Mais il est aussi des gloires que le temps ne peut pas ternir. Nous avons le droit d’être fiers de nos soldats. Dans la longue histoire de notre pays, pourtant si riche en belles actions, il n’en est pas qui égale les leurs. La marne, l’Yser, l’Argonne, Verdun, sont des noms dont aucun autre nom n’approche. Nos enfants ont eu leur large part de la gloire commune. Dès le début de la guerre, à Chormes, leur solidité permit la victoire de la Marne. Sur la Somme, ce furent leurs bataillons qui donnèrent le premier choc victorieux. A Verdun, ils arrêtèrent la ruée allemande. Disséminés ensuite sur tout le front, ils furent engagés dans tous les combats qui préparèrent la victoire finale.
Il en tomba parmi les nôtres, jusqu’à la fin, grandis par le sacrifice, héros dont un peuple peut légitimement d’enorgueillir.

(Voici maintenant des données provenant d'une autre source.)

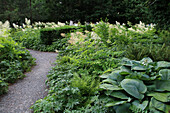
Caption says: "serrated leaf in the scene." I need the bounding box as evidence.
[121,79,147,99]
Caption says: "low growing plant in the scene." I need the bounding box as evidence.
[100,58,170,113]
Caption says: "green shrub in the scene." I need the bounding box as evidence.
[0,22,35,94]
[40,26,91,45]
[100,58,170,113]
[125,43,170,61]
[0,77,8,95]
[32,34,122,113]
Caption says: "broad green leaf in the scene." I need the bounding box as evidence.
[147,92,170,102]
[102,78,117,84]
[110,91,129,99]
[108,70,124,82]
[155,80,170,91]
[132,100,149,110]
[156,61,170,70]
[100,84,122,90]
[150,97,166,112]
[159,69,170,80]
[122,58,133,67]
[121,79,147,99]
[100,74,109,78]
[141,57,153,64]
[115,103,132,113]
[131,65,146,71]
[121,66,132,73]
[105,101,127,107]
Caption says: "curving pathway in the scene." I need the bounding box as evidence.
[0,50,57,113]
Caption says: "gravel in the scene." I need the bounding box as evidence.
[0,50,57,113]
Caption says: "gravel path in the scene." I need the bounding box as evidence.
[0,50,57,113]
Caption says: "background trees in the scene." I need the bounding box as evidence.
[0,0,170,29]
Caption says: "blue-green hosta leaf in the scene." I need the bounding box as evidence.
[147,92,170,102]
[121,79,147,99]
[132,100,149,110]
[156,61,170,70]
[159,69,170,80]
[155,80,170,91]
[100,74,109,78]
[122,58,133,67]
[115,103,132,113]
[108,70,124,82]
[105,101,127,107]
[110,91,129,99]
[100,84,122,90]
[119,66,132,75]
[131,65,146,71]
[102,78,117,84]
[141,57,153,65]
[149,97,166,112]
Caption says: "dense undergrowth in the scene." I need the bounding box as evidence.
[0,21,35,95]
[9,21,170,113]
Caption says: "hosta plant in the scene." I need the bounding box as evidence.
[100,58,170,113]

Unis dans la douleur et dans la fierté, nous sommes également unis dans la reconnaissance. Certes, notre reconnaissance va à tous nos défenseurs ; elle doit être particulièrement vive envers ceux qui ont succombé en luttant pour la protection de nos foyers, pour la sauvegarde de nos libertés. Ce n’est pas affaiblir les mérites des survivants que d’exalter ceux des morts.
Nous ne serions cependant pas quittes envers eux si nous bornions à faire leur éloge ; il faut encore que nous sachions comprendre et suivre la grande leçon qu’ils nous ont donnée. Ils sont morts pour que la France vive : nous devons vivre pour continuer leur œuvre. De même qu’ils se sont unis pour repousser l’ennemi, de même nous devons rester étroitement unis pour aider notre pays à sortir à son ? de la crise intense où le monde entier se débat aujourd’hui. Gardons nous de détruire par des divisions ? l’effet de leur sacrifice, l’ouvrage de leurs vertus et de leur sang. Que leur exemple nous serve de guide !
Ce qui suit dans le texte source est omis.